Lesson #1: Having a Book For Sale Is More Stressful Than Selling a Book

What if NOBODY LOVES ME?

What if NOBODY LOVES ME?

Like, 2000% more stressful. Rejection from publishers, while moderately painful, is way less worrisome than if the entire world decides it hates your book. With publishers, there’s always others, right? If they don’t like it, you can always self-publish! Who cares what those New York fat-cats think!

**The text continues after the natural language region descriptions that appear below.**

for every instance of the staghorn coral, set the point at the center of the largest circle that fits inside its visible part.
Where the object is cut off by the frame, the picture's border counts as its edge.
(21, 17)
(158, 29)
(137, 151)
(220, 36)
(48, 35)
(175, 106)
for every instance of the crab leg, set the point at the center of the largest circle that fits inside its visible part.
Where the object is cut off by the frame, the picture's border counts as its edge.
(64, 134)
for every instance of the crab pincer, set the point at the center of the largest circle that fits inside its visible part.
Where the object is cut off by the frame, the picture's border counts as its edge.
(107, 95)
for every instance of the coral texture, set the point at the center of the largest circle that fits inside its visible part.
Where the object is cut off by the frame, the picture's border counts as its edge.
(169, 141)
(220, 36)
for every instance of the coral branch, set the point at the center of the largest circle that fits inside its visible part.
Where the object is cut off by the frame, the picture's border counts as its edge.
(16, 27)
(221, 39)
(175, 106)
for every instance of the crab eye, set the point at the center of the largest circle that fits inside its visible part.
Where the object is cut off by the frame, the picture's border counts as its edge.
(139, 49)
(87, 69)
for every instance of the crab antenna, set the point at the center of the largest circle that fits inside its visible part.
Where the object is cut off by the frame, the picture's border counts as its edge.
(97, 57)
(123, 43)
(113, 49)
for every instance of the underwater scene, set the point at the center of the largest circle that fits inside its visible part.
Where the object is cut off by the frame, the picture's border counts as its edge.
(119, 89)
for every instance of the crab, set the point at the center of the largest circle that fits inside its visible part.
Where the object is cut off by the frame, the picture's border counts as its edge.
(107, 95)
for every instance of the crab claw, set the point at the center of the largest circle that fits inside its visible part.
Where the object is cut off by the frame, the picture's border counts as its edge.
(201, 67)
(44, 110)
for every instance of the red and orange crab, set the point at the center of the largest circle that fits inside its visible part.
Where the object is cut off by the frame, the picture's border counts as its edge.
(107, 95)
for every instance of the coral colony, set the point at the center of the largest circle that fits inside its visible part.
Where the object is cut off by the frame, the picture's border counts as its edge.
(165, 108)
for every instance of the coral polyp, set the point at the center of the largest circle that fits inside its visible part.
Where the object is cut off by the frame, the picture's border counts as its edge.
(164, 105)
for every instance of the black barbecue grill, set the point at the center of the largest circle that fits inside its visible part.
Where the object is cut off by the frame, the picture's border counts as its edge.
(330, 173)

The thing I forgot (and that maybe a lot of writers seem to forget) is that the audience to which the book deal will grant you access is not guaranteed to like your book. So, there I was, on release day, sitting there with a case of the shakes because I was pretty sure the only people who would read and like my book were my friends and family, and at least some percentage of those people would lie about it because they love me and don’t want to hurt my feelings.

Awesome.

Lesson #2: There Is No Upper Limit To How Much You Can Stalk Yourself

Like, hours and hours, easily. I have been swinging by Amazon and Goodreads and Barnes and Noble so damned often that it was reaching a kind of mania. It was: “Do I have any reviews? No?” (five minutes pass) “Do I have any reviews? No?” (five minutes pass). Never have I wished I didn’t have a smart phone more.

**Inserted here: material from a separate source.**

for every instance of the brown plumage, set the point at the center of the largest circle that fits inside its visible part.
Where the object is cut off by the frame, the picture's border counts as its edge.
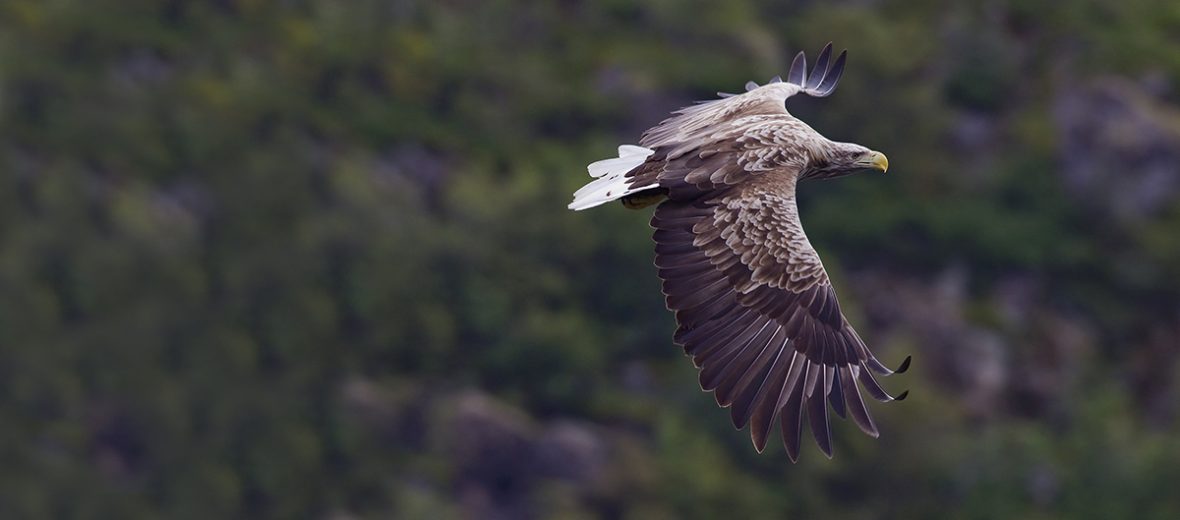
(754, 305)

As an addendum to this rule, I’m not really sure how you can’t look at your reviews. Like, I have honestly no idea. Sure, I can deal with them (I’ve only received one bad review so far, and that person somehow read the book before it was for sale but wasn’t given it for review, so…shady, is what I mean. Of course they’re entitled to their opinion, but…you know what? I’ll shut up now.). But not looking at them at all is pretty much beyond my willpower’s capacity. Like Pandora, I’ve gotta open the box.


Lesson #3: Analyzing Amazon Ranking is Bad For Your Health

As of this precise moment, THE IRON RING is ranked 76,698th on Amazon. On the one hand, considering that there are probably millions of books on Amazon, this isn’t all that bad. On the other hand, I am forced to reconcile the fact that 76,997 books are selling better than mine. In other words, more people than could fit inside the Superdome have books out that are better appreciated than my own. For somebody who has a pretty intense competitive streak, that is frankly driving me bonkers.

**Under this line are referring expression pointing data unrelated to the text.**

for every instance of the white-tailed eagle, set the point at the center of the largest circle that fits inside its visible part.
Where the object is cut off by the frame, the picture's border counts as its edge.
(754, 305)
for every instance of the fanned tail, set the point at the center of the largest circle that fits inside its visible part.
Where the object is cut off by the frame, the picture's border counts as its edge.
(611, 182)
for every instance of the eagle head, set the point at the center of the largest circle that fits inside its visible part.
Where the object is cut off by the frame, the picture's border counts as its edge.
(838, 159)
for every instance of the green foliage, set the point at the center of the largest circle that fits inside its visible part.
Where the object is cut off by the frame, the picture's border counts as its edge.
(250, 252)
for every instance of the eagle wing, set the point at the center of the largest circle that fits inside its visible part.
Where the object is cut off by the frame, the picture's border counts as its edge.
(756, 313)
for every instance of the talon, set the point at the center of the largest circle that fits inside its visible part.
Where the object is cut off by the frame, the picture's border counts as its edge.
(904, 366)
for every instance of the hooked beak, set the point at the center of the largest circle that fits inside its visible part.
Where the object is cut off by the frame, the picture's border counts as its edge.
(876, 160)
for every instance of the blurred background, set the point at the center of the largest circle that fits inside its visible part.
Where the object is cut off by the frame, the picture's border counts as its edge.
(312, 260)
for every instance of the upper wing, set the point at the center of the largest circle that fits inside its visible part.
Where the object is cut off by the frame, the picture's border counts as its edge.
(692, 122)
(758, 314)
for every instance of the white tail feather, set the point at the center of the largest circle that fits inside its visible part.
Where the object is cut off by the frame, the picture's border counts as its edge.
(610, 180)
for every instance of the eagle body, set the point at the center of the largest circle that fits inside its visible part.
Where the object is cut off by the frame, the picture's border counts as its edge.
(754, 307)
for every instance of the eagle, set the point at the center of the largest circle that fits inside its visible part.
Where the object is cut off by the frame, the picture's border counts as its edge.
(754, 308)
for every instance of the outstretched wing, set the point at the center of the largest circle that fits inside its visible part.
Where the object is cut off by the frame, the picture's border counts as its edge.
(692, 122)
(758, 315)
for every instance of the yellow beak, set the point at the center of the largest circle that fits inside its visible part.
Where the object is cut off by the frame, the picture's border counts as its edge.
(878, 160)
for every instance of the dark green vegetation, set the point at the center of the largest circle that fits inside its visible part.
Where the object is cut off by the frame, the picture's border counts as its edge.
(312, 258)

Look, I know it’s irrational – those numbers are more representational than they are actual and they fluctuated by the tens of thousands every hour, so what do they really mean, anyway? Besides, the book just came out 13 days ago, so I should cut myself some slack. Of course, much like reviews, I can’t not look, so there I am again, wondering what magical publicity button I can push to make it down at least into the four-digit realm. Then, of course, this sets off a spate of Impostor Syndrome and all kinds of other stupid senses of inadequacy that are really bad for me. I have to cut it out.

The Takeaway

The fact is that I don’t know how well the book is selling, nor will I know until I receive my first royalty check. I’m doing everything I can to help sales (and still keep up with my other job), so I shouldn’t be down on myself. I’ve accomplished something pretty amazing here – I have to admit that. Of course, being me, I want to do better than just that. As with all things I do, I’m not in it just to play, I’m in it to win. Of course, once you “win” in anything, there is just another, bigger contest beyond the rise. That’s the nature of writing – first you try to write a book, then you try to write a good book, then you try to get a book deal, then you try to actually make money, then you try to make enough money to just write for a living. It never stops.

It is important to remember that, if you’re a writer, you can’t get into this race and expect to just win and then stop. You should be in this race because you like running.